Intelligence is no longer the field’s only grail, and consciousness is now front and centre in the science of the mind. This is not only a technical advance; it’s an ethical one. In 1789 Jeremy Bentham asked whether the law could ever refuse its protection to “any sensitive being”, and pointed out that “The question is not, Can [certain beings] reason?, nor Can they talk? but, Can they suffer?”
Suffering requires consciousness, says Bloom; understanding one enables us to tackle the other; so the shift in interest to consciousness itself is a welcome and humanising move.
This strong belief in the humanitarian potential of psychology allows Bloom to defend aspects of his discipline that often discomfort outside observers. He handles issues of environmental and genetic influences on the mind very well, and offers a welcome and robust defence of Alfred Binet’s 1905 invention, the measure of general intelligence or “intelligence quotient”. Bloom shows that the IQ test is as robust a metric as anything in social science. We know that a full half of us score less than 100 on that test; should this knowledge not fill us with humility and compassion? (Actually our responses tend to be more ambiguous. Bloom points out that Nazi commentators hated the idea of IQ because they thought Jews would score better than they would.)
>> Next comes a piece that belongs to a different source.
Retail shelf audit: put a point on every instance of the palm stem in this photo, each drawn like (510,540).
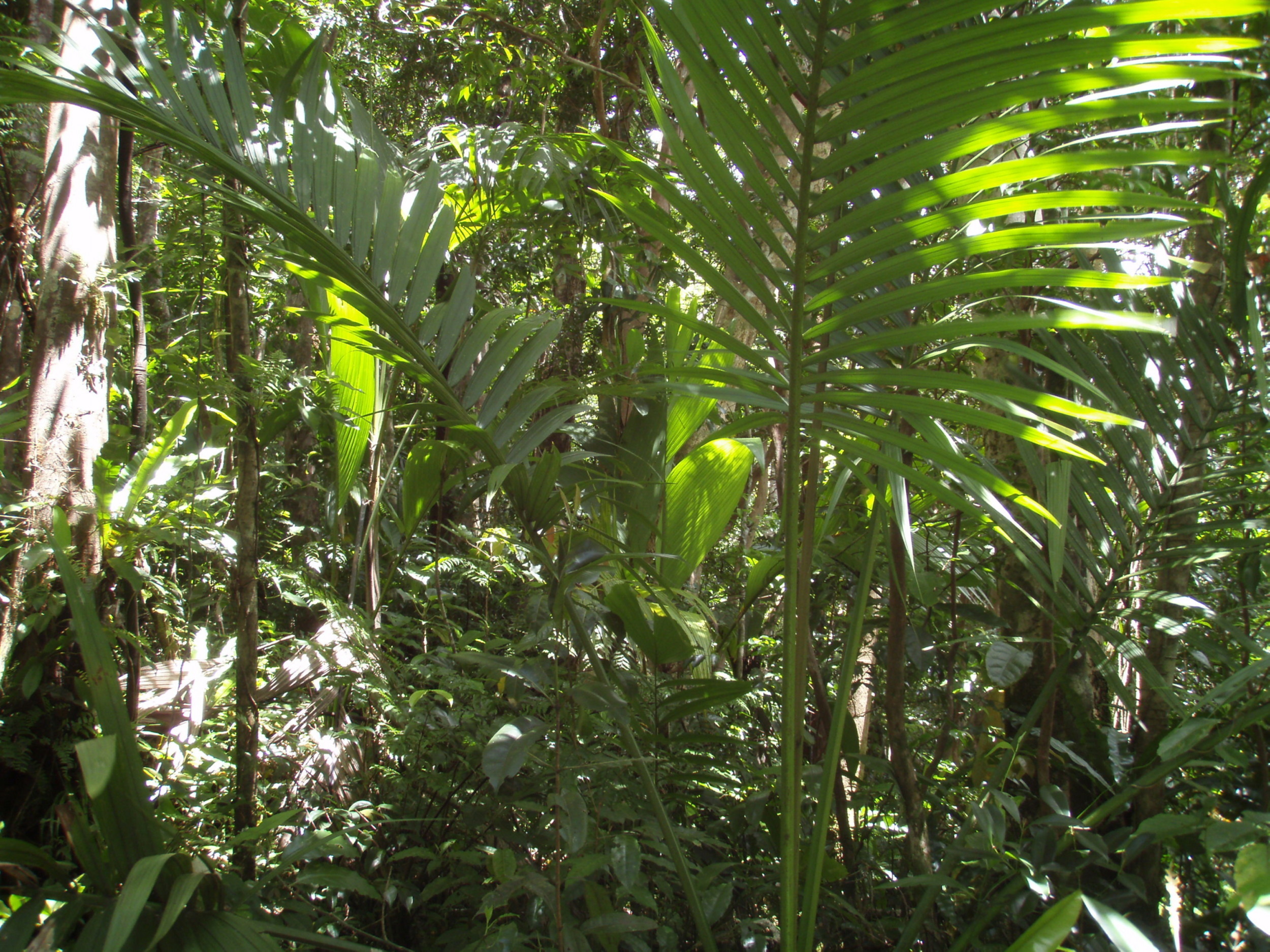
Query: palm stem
(663,818)
(834,747)
(796,593)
Bloom is concerned to demonstrate that minds do more than think. The privileging of thinking over feeling and intuiting and suffering is a mistake. “A lot depends on what is meant by ‘rational.’ Bloom writes. If you’re stepping outside and it’s raining and you don’t want to get wet, it’s rational to bring an umbrella. But rationality defined in this manner is separate from goodness. “Kidnapping a rich person’s child might be a rational way to achieve the goal of getting a lot of money quickly,” Bloom observes, “so long as you don’t have other goals, such as obeying the law and not being a horrible person.”
Bloom’s ultimate purpose is to explain how a robustly materialistic view of the mind is fully compatible with the existence of choice and morality and responsibility. This middle-of-the-road approach may disappoint intellectual storm-chasers, but the rest of us can can be assured of an up-to-the-minute snapshot of the field, full of unknowns and uncertainties, yes, and speculations, and controversies — but guided by an ever-more rounded idea of what it is to be human.